Berliner Fahrgastverband IGEB

14. Mai 2018

Nach einem Bericht der Berliner Morgenpost vom 5. Mai 2018 liegt dieses Prüfergebnis nun vor – mit überraschenden Ergebnissen. Verkehrssenatorin Regine Günther will laut Morgenpost Machbarkeitsstudien für „die Verlängerungen der Linien U 8 zum Märkischen Viertel, der U 6 zum neuen Wohn- und Gewerbegebiet auf dem Areal des heutigen Flughafens Tegel und der U 7 zur Landesgrenze oder nach Schönefeld“ durch die BVG erarbeiten lassen.

Was alles grundsätzlich gegen U-Bahn- Planungen zum jetzigen Zeitpunkt spricht, hatten wir bereits in SIGNAL 3/2017 dargelegt. Doch wenn die Verkehrssenatorin schon abweichend von der Koalitionsvereinbarung die knappen personellen und finanziellen Kapazitäten für U-Bahn-Untersuchungen einsetzt, ist es umso befremdlicher, welche Projekte sie nun favorisiert.

Es sind drei Vorhaben in den Außenbezirken, wo die Vorteile der U-Bahn gegenüber der Straßenbahn (höhere Leistungsfähigkeit, auch in dicht bebauten Quartieren mit engen Straßen Fahren ohne Behinderungen) nicht zum Tragen kommen können und wo auch (fast) keine Netzverknüpfungen erreicht werden.

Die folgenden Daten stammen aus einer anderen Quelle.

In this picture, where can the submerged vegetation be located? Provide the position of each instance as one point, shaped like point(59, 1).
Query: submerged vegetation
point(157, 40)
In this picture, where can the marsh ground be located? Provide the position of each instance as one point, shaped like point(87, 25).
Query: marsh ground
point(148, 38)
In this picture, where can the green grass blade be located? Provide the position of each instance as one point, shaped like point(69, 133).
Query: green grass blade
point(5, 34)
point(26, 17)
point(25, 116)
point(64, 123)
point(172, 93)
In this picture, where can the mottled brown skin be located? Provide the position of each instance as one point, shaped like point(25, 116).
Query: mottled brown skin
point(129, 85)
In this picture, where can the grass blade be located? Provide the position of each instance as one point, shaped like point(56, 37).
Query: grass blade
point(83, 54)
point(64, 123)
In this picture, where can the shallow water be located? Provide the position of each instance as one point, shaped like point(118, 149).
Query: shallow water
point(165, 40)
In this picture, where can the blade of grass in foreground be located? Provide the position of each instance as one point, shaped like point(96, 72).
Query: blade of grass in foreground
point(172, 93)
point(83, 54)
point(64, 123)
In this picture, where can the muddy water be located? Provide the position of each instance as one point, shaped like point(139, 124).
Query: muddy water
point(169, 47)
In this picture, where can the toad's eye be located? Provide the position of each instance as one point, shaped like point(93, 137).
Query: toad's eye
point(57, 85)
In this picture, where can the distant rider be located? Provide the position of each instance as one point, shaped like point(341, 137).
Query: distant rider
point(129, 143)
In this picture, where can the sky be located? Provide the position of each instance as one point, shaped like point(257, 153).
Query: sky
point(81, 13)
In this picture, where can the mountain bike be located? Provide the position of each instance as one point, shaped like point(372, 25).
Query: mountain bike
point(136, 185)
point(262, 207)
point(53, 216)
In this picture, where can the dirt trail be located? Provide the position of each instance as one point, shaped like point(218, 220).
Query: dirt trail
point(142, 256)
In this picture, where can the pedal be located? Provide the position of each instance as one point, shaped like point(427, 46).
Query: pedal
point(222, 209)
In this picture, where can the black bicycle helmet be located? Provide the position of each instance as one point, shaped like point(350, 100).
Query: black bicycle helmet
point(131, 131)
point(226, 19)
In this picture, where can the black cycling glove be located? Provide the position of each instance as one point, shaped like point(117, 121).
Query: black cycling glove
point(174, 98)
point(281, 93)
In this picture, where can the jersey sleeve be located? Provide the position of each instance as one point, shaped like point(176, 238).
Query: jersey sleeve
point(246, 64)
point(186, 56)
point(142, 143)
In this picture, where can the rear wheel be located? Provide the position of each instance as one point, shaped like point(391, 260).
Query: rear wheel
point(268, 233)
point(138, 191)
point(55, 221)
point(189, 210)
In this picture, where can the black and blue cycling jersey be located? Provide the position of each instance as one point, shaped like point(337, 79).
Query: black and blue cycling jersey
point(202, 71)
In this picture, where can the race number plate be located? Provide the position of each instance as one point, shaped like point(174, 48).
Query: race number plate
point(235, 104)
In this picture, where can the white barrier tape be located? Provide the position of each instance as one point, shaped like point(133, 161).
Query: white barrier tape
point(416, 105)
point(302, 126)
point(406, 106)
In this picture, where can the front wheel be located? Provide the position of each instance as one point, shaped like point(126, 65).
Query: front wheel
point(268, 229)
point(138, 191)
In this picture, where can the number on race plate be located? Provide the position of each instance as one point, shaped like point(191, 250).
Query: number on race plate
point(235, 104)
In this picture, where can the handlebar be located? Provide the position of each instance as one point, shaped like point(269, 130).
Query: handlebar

Eine verlängerte U 8 würde selbst mit den geplanten zwei Stationen Märkisches Zentrum und Senftenberger Ring weniger als die Hälfte des Märkischen Viertels erschließen. Wer der Mehrzahl der Bewohner dieser Großsiedlung einen Schienenanschluss in fußläufiger Entfernung bieten will, muss die Straßenbahn von Rosenthal zum S-Bahnhof Wittenau (und künftig weiter nach Jungfernheide) verlängern.

Auch der Bau eines Abzweigs von der U 6 ab Kurt-Schumacher-Platz in das künftige Quartier auf dem heutigen Flugplatz Tegel würde im Gegensatz zur Straßenbahn keine Feinerschließung des weitläufigen Geländes ermöglichen und die Straßenbahnplanungen mindestens gefährden wenn nicht zu Fall bringen – wie beim Märkischen Viertel.

Doch vielleicht ist genau das gewollt: Keine Straßenbahn! Reinickendorfs Straßen bleiben dem Autoverkehr vorbehalten!

Unstrittig ist, dass es der Vermarktung des neuen Stadtteils diesen würde, wenn die U-Bahn-Züge unter der Friedrichstraße als Endbahnhof „Urban Tech Rebublic (Flughafen Tegel)“ – so der Arbeitstitel des geplanten U-Bahnhofs – schildern würden.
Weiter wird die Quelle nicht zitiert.